Enhancing Transformer-based models for Long Sequence Time Series Forecasting via Structured Matrix

TL;DR

This paper introduces a novel framework that enhances Transformer models for long sequence time series forecasting by replacing traditional layers with surrogate blocks, significantly improving efficiency and performance.

Contribution

The paper proposes Surrogate Attention Blocks and Surrogate Feed-Forward Blocks to reduce complexity while maintaining model expressiveness in Transformer-based forecasting.

Findings

Average performance improvement of 12.4% across models

Parameter count reduced by 61.3%

Effective on five distinct time series tasks

Abstract

Recently, Transformer-based models for long sequence time series forecasting have demonstrated promising results. The self-attention mechanism as the core component of these Transformer-based models exhibits great potential in capturing various dependencies among data points. Despite these advancements, it has been a subject of concern to improve the efficiency of the self-attention mechanism. Unfortunately, current specific optimization methods are facing the challenges in applicability and scalability for the future design of long sequence time series forecasting models.

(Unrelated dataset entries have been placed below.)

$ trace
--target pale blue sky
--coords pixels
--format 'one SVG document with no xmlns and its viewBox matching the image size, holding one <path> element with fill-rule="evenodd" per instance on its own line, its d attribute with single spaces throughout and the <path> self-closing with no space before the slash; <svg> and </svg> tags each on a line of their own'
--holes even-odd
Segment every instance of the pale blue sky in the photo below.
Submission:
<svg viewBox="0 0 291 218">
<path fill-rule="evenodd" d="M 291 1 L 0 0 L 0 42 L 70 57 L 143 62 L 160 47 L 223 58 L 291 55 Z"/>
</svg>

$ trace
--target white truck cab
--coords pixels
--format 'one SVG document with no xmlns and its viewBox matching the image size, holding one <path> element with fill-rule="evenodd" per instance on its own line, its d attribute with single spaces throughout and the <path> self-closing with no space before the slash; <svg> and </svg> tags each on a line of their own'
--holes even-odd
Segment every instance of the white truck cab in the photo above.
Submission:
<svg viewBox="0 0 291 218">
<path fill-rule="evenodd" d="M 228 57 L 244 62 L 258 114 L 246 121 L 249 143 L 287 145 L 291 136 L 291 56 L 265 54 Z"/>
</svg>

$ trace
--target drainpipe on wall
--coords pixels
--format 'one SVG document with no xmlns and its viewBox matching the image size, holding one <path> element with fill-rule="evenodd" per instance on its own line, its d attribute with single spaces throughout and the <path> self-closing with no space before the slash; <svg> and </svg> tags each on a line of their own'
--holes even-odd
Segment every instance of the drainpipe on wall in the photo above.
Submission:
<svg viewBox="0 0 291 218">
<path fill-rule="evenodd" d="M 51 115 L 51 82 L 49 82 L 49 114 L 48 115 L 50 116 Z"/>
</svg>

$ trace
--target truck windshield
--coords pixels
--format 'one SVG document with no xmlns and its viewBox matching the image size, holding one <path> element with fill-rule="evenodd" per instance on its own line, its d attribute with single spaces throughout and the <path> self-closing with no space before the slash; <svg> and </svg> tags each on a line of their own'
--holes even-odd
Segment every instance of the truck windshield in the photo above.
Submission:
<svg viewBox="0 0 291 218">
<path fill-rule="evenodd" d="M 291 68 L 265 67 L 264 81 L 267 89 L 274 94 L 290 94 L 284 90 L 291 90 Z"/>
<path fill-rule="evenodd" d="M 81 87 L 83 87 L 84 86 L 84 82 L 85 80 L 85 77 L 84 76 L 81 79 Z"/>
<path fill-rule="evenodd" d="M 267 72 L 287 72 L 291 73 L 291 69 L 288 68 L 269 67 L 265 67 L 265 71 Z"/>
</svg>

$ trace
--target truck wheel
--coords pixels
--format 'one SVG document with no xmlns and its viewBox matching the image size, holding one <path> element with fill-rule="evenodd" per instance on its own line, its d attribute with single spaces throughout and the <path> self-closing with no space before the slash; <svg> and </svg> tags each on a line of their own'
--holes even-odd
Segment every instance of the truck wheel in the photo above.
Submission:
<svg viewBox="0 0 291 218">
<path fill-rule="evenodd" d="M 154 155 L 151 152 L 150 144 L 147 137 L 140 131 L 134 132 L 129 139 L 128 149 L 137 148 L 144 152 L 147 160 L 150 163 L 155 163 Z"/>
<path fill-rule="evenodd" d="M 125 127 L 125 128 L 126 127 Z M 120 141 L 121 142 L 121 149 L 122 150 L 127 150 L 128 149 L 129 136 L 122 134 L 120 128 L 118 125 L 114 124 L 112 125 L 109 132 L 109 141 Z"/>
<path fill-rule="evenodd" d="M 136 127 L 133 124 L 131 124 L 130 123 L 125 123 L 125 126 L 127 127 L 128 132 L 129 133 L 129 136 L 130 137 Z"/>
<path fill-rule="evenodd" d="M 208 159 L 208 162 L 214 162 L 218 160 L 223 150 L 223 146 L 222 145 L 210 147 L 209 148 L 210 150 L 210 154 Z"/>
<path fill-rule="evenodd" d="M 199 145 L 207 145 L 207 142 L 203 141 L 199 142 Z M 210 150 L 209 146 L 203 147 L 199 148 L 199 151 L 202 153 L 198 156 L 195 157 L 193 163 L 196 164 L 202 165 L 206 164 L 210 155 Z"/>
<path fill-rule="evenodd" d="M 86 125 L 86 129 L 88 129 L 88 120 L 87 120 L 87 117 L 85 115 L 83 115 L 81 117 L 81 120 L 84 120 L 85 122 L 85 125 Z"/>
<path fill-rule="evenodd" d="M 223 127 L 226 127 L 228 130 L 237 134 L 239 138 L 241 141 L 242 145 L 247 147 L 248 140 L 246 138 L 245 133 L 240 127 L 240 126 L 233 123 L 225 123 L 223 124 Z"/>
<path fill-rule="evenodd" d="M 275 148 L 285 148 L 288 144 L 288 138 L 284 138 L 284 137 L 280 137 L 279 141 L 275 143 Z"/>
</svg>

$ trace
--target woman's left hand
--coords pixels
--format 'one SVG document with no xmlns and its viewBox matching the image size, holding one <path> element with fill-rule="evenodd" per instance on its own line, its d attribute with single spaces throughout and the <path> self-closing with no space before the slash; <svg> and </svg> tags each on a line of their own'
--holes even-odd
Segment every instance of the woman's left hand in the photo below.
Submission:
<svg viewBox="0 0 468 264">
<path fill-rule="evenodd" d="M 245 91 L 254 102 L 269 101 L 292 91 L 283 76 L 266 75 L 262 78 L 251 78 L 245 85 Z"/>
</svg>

Hence, in this article, we propose a novel architectural framework that enhances Transformer-based models through the integration of Surrogate Attention Blocks (SAB) and Surrogate Feed-Forward Neural Network Blocks (SFB). The framework reduces both time and space complexity by the replacement of the self-attention and feed-forward layers with SAB and SFB while maintaining their expressive power and architectural advantages. The equivalence of this substitution is fully demonstrated. The extensive experiments on 10 Transformer-based models across five distinct time series tasks demonstrate an average performance improvement of 12.4%, alongside 61.3% reduction in parameter counts.